My dear ones, thank you all
Who did not falter, who believed in us!
In the most fearful prison hour
We probably would not have passed
Through everything—from end to end,
Our heads held high, unbowed-
Without your valiant hearts
To light our path.

Her poem, which she published as a sort of open letter of thanks to all those who had prayed for her and worked for her release, made a profound impression on me when I first read it. I had been one of those who wrote letters to the Soviet authorities appealing for her release and humane treatment while in prison and wrote letters intended to let her know that she was not forgotten and alone. I prayed for her too. I knew that I should pray for her, so I did. But I remember that I regarded the letter-writing (which itself seemed quixotic enough) as the more efficacious action on my part. Compared to the heft in my hand of a two or three page letter, carefully sealed inside its stamped and addressed envelope, a prayer seemed, well, not exactly pointless or futile but insubstantial.

Of course, none of my letters, overflowing with earnest solidarity and heartfelt good wishes ever made it into her hands. But somehow prayers, invisible and weightless, made it over the barbed wire, past the guards and through the locked and barred doors of the cell where she was kept for so many months in solitary confinement.

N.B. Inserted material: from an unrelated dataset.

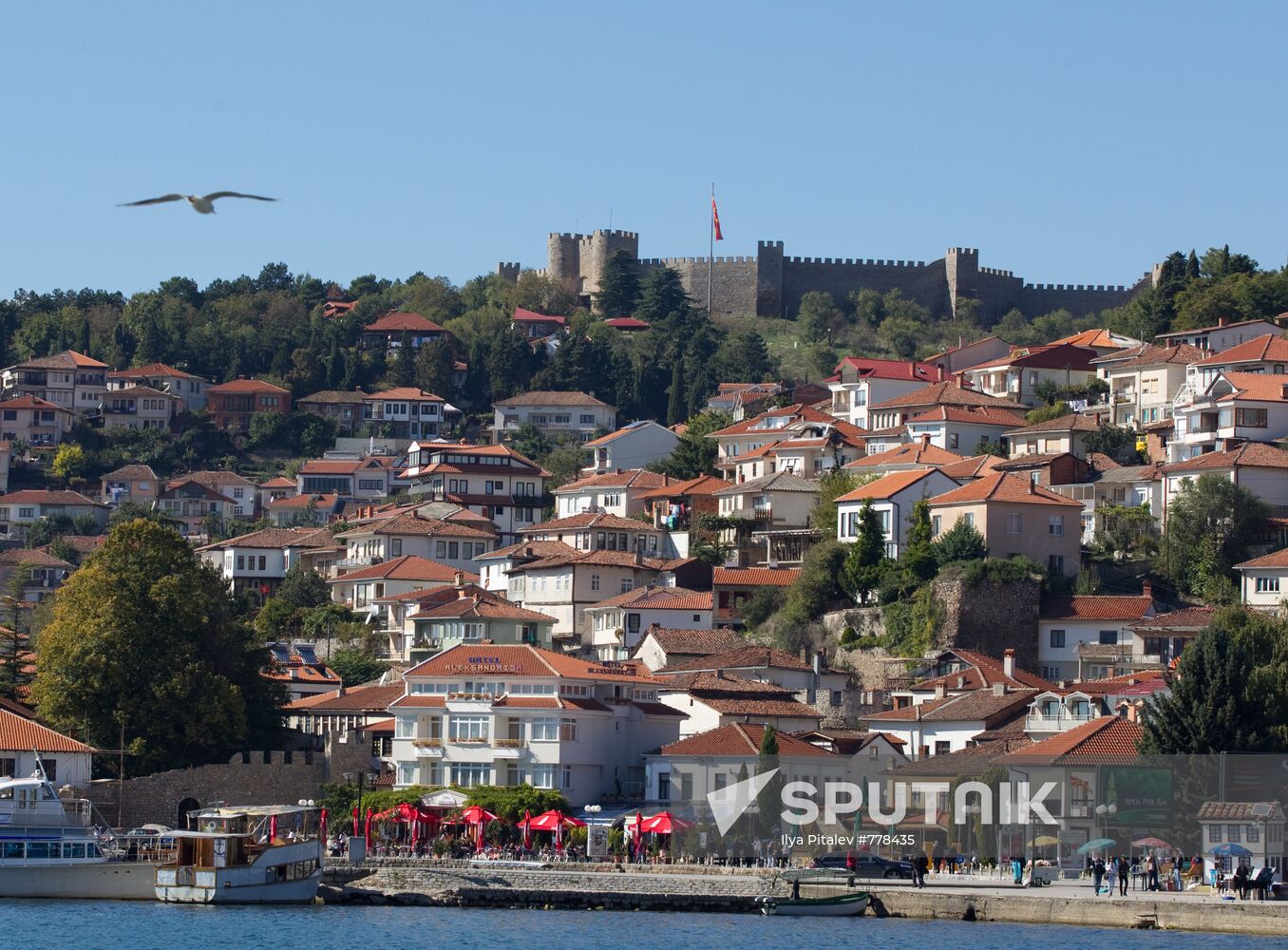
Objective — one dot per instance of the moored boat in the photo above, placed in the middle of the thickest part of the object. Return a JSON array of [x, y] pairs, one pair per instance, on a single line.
[[840, 905], [245, 855], [50, 848]]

And as I remembered that poem, I thought of how prayer is somehow not separate from the mystery of Christ’s death and resurrection, but intimately and powerfully bound up in it. Crushed and powerless in the tomb, the love of God, which is Life itself overcame and defeated death. Risen from the dead, neither the tomb nor the guards could confine him, nor could He be kept out by locked and barred doors.

Because our prayer as Christians is a participation in the saving death and resurrection of Jesus, I should never be surprised at its power to sustain those in need and to illumine the darkest places in our lives and experience.

Significantly, immediately after the baptism and confirmation of the neophytes during the Easter Vigil at the Cathedral, we prayed the Universal Prayer, (also known as the Prayer of the Faithful) on behalf of everyone and everything. Embedded within the mystery of putting on Christ is our call to intercede and support each other in prayer.

From outside the perspective of faith, it is easy to regard prayer as an optional extra. But our prayer for others, in Christ, should be the beginning and the end of all our efforts in charity and solidarity. Our other necessary and laudable activities on behalf of others incarnate the prayer that is (or should be) at the heart of our charity.

The sustaining warmth and joy that Irina Ratushinskaya felt in her prison cell was the presence of Christ himself, mediated through those praying for her. Christ acting in us, we pray in and through the power of His death and resurrection into which we were plunged in our baptism and of the Holy Spirit, poured out on us in confirmation.
Christ is Risen! Cristo ha resucitado! Si Cristo ay nabuhay! Xristos Kuxwoo-digoot!